Сколько мы так вертелись… утерялся смысл времени. Минуты ли, часы ли, – будто выехали давно-давно. Вынимаю часы – не вижу. И пальцы закалели. Слышу: Власка мой что-то хлопочет, уши все потирает рукавицей. «Ба-рин, ми-ленький… – никогда так не говорил, – замерзаю, варежки не взял, голые рукавицы… и снутри не греет, тюрьки только похлебал с хлебушком». Парнишка сразу и заслабел. Втащил я его в санки, сам сел править. А куда – не знаю.
И догадало меня опять на часы взглянуть: как-нибудь спичку чиркну, увижу время. Снял замшевую теплую перчатку, полез за спичками… хвать! – обронил перчатку. Где найти! – в миг замело сугробом. Не усидишь: стегает, пригибает. Засунул руку, повернулся лицом к саням. А там Спирток ботиками выплясывает, ругает Власку: все сено ногами затолок. А где там сено, – все снегом завалило. Насунул я Власкины рукавицы, а они, как ора, смерзлись, тепла не держат.
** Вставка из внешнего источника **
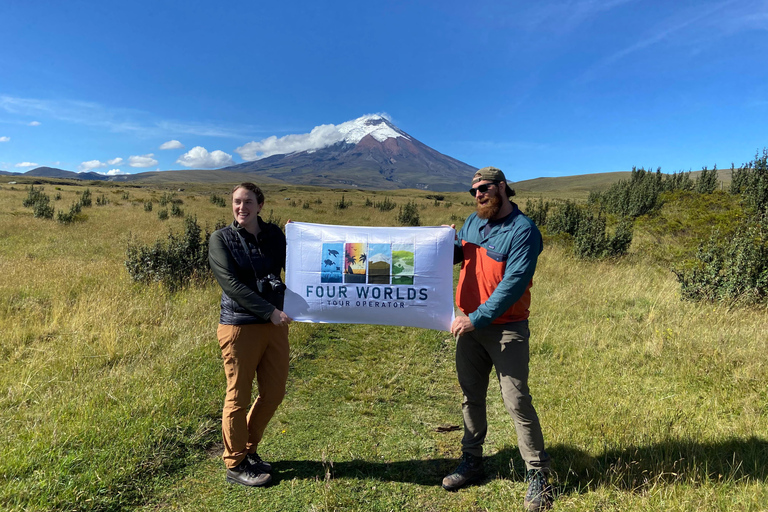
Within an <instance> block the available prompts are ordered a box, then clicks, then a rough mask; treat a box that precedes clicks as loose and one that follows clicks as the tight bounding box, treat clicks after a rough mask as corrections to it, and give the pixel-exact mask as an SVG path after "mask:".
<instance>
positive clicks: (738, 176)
mask: <svg viewBox="0 0 768 512" xmlns="http://www.w3.org/2000/svg"><path fill="white" fill-rule="evenodd" d="M731 193H735V194H740V195H741V197H742V198H743V200H744V204H745V206H746V207H747V208H748V209H749V210H750V211H751V212H752V213H753V214H758V215H765V213H766V212H768V149H763V155H762V156H760V155H755V159H754V160H753V161H752V162H749V163H748V164H746V165H744V166H742V168H741V169H739V170H738V171H736V172H734V174H733V179H732V181H731Z"/></svg>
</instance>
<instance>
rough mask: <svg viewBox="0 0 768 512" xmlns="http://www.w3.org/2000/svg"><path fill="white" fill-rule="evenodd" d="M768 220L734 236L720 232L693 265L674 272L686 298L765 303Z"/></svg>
mask: <svg viewBox="0 0 768 512" xmlns="http://www.w3.org/2000/svg"><path fill="white" fill-rule="evenodd" d="M766 221H768V219H766V218H763V219H759V220H756V219H753V220H751V221H748V222H745V223H743V224H742V226H740V227H739V228H738V229H737V230H736V232H735V233H734V234H733V235H730V236H727V237H726V236H723V235H722V233H721V232H720V231H715V233H714V234H713V235H712V236H711V237H710V238H709V240H708V241H707V242H705V243H703V244H701V245H700V246H699V249H698V251H697V253H696V257H695V259H694V260H693V261H689V262H686V263H685V264H684V266H682V267H677V268H673V270H672V271H673V272H674V274H675V276H676V277H677V280H678V281H679V282H680V291H681V294H682V296H683V298H686V299H691V300H704V301H726V302H734V303H746V304H751V303H762V302H766V299H767V298H768V228H767V227H766Z"/></svg>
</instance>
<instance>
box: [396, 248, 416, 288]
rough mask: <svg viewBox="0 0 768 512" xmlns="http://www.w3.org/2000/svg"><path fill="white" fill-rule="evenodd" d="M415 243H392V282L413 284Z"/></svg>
mask: <svg viewBox="0 0 768 512" xmlns="http://www.w3.org/2000/svg"><path fill="white" fill-rule="evenodd" d="M413 250H414V249H413V245H412V244H393V245H392V284H413Z"/></svg>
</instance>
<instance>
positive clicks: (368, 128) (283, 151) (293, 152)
mask: <svg viewBox="0 0 768 512" xmlns="http://www.w3.org/2000/svg"><path fill="white" fill-rule="evenodd" d="M375 117H383V118H385V119H389V116H388V115H387V114H368V115H365V116H362V117H359V118H357V119H353V120H352V121H347V122H345V123H341V124H338V125H335V124H321V125H320V126H315V127H314V128H312V131H311V132H309V133H301V134H292V135H286V136H284V137H280V138H279V139H278V138H277V137H276V136H274V135H273V136H271V137H267V138H266V139H262V140H260V141H259V142H255V141H254V142H249V143H247V144H245V145H243V146H240V147H239V148H237V149H235V152H236V153H237V154H239V155H240V156H241V157H243V160H248V161H253V160H259V159H261V158H266V157H268V156H272V155H287V154H289V153H294V152H296V151H310V150H313V149H320V148H324V147H327V146H330V145H333V144H336V143H337V142H340V141H342V140H345V139H346V140H350V139H351V140H353V141H359V140H360V139H361V138H362V136H363V135H365V134H366V133H371V134H372V135H374V136H376V135H375V133H374V132H375V131H376V130H382V131H383V132H385V138H386V137H397V136H400V135H399V134H398V133H396V132H395V131H394V130H391V129H389V128H388V127H386V126H381V125H365V124H364V123H365V121H366V120H368V119H370V118H375ZM379 140H383V139H379Z"/></svg>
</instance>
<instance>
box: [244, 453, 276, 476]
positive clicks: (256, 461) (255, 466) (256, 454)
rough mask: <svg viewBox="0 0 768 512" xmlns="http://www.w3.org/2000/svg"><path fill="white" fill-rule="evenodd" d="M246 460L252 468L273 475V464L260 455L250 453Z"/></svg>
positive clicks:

Руки онемели, вожжи у меня выпали, и думаю: пропадем, вот она, гибель-то, совсем просто.
И оттого, что казалось простым и непременным, – стало жутко. Говорю Спиртоку: «А ведь пропадем мы!» А он, циник, еще острит: «Скверно, без подготовки приходится… а главное до кулебячки-то не доедем». И понял я, что – «без подготовки», прямо отсюда – туда. И тут, впервые в жизни, подумалось: «Как же я так и не собрался все обдумать, столько еще надо разрешить тех вопросов… о Боге, о бытии, о – будущем. Есть – или ничего?» От этого и жутко стало, что «без подготовки», сразу, как на внезапном экзамене, и будет присутствовать «сам министр».
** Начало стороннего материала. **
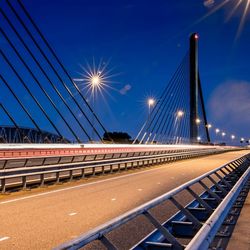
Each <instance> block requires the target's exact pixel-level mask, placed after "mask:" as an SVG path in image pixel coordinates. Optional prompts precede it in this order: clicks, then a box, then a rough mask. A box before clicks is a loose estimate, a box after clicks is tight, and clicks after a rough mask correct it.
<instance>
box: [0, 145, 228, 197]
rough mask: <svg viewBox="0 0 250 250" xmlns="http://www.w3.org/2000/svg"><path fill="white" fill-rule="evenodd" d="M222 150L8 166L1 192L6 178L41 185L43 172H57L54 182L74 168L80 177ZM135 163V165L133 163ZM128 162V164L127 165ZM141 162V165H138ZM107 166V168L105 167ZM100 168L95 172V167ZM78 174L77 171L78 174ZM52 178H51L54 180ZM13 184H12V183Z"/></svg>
mask: <svg viewBox="0 0 250 250" xmlns="http://www.w3.org/2000/svg"><path fill="white" fill-rule="evenodd" d="M218 152H219V153H221V152H224V151H222V150H219V151H218V150H211V149H209V150H199V151H189V152H185V153H174V154H160V155H147V156H137V157H125V158H115V159H108V160H101V161H90V162H84V161H83V162H76V163H65V164H51V165H46V166H45V165H41V166H34V167H25V168H10V169H4V170H1V171H0V180H1V192H2V193H5V192H6V188H7V187H11V185H12V184H11V183H8V184H6V180H7V179H14V178H22V180H21V181H20V182H19V183H20V184H19V186H22V187H23V188H24V189H26V186H27V184H29V183H28V182H27V177H29V176H39V175H40V178H39V179H38V178H37V179H36V180H29V182H30V183H31V184H34V182H36V183H37V182H40V185H41V186H43V185H44V182H45V181H47V180H52V179H51V178H50V177H47V179H45V178H44V177H45V174H55V173H56V174H57V175H56V177H53V178H54V179H55V181H56V182H59V181H60V178H65V177H66V178H67V176H66V175H65V176H60V175H59V174H60V173H61V172H65V171H68V172H69V176H68V178H69V179H70V180H71V179H72V178H73V177H74V175H73V171H74V170H82V173H80V176H81V177H84V176H85V174H86V175H95V174H96V173H99V172H100V173H102V174H104V173H106V172H107V171H110V172H112V171H113V170H114V169H113V166H116V165H118V170H122V169H121V165H122V164H125V166H124V167H123V169H128V168H134V167H142V166H145V165H152V164H159V163H164V162H171V161H174V160H177V159H184V158H185V159H187V158H191V157H196V156H203V155H208V154H215V153H218ZM135 163H136V166H135V165H134V164H135ZM129 164H130V166H128V165H129ZM140 164H141V165H140ZM107 166H108V167H109V169H108V170H107V169H105V167H107ZM100 167H101V168H102V170H99V171H98V172H96V169H98V168H100ZM85 169H92V172H91V173H84V171H85ZM75 176H76V174H75ZM77 176H79V173H78V175H77ZM54 179H53V180H54ZM12 186H13V185H12ZM14 186H15V187H16V186H18V183H17V182H15V185H14Z"/></svg>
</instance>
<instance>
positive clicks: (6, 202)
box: [0, 159, 197, 205]
mask: <svg viewBox="0 0 250 250" xmlns="http://www.w3.org/2000/svg"><path fill="white" fill-rule="evenodd" d="M192 161H197V159H195V160H191V161H189V163H190V162H192ZM180 164H183V162H179V163H175V166H176V165H180ZM168 166H170V165H168ZM162 168H166V166H162V167H158V168H154V169H148V170H144V171H142V172H137V173H131V174H126V175H122V176H117V177H113V178H110V179H105V180H100V181H94V182H91V183H85V184H80V185H78V186H74V187H67V188H62V189H57V190H52V191H48V192H44V193H40V194H33V195H30V196H25V197H21V198H16V199H12V200H8V201H1V202H0V205H3V204H8V203H13V202H17V201H22V200H28V199H32V198H36V197H41V196H46V195H50V194H55V193H60V192H63V191H68V190H72V189H79V188H82V187H87V186H92V185H95V184H99V183H105V182H109V181H114V180H119V179H123V178H128V177H130V176H135V175H140V174H144V173H147V172H153V171H157V170H159V169H162Z"/></svg>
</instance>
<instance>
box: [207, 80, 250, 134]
mask: <svg viewBox="0 0 250 250" xmlns="http://www.w3.org/2000/svg"><path fill="white" fill-rule="evenodd" d="M208 107H209V110H210V114H211V117H212V118H213V120H214V121H215V122H218V123H220V124H223V126H225V127H227V128H228V129H234V128H237V129H238V130H246V129H247V130H249V126H250V82H245V81H230V82H226V83H223V84H221V85H220V86H219V87H217V88H216V89H215V91H214V92H213V94H212V96H211V98H210V100H209V106H208Z"/></svg>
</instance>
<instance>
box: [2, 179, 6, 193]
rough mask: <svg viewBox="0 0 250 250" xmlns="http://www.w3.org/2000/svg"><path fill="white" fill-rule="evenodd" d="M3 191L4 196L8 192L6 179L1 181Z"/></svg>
mask: <svg viewBox="0 0 250 250" xmlns="http://www.w3.org/2000/svg"><path fill="white" fill-rule="evenodd" d="M1 189H2V191H1V192H2V194H4V193H5V192H6V181H5V179H2V180H1Z"/></svg>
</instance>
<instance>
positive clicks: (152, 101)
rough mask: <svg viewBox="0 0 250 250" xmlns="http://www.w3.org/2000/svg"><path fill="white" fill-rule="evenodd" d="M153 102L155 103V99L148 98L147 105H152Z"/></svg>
mask: <svg viewBox="0 0 250 250" xmlns="http://www.w3.org/2000/svg"><path fill="white" fill-rule="evenodd" d="M154 103H155V99H153V98H149V99H148V106H152V105H154Z"/></svg>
И вдруг – кинуло к лошадям! Помню, ткнулся в мокрую шерсть и полетел куда-то – ляпота! – как в приятный пух. Мелькнуло: «Вот оно, самое то?..» А совсем нестрашно. И тут же понял, что это еще не то, а в овраг свалились, в пуховый снег. И лошади ничего, удачно. Спирток зовет: «Жив, ямщик удалой?.. черт тебя побери… глаз я выколол, с твоей правкой!.. приехали к кулебяке, лопай!» Циник.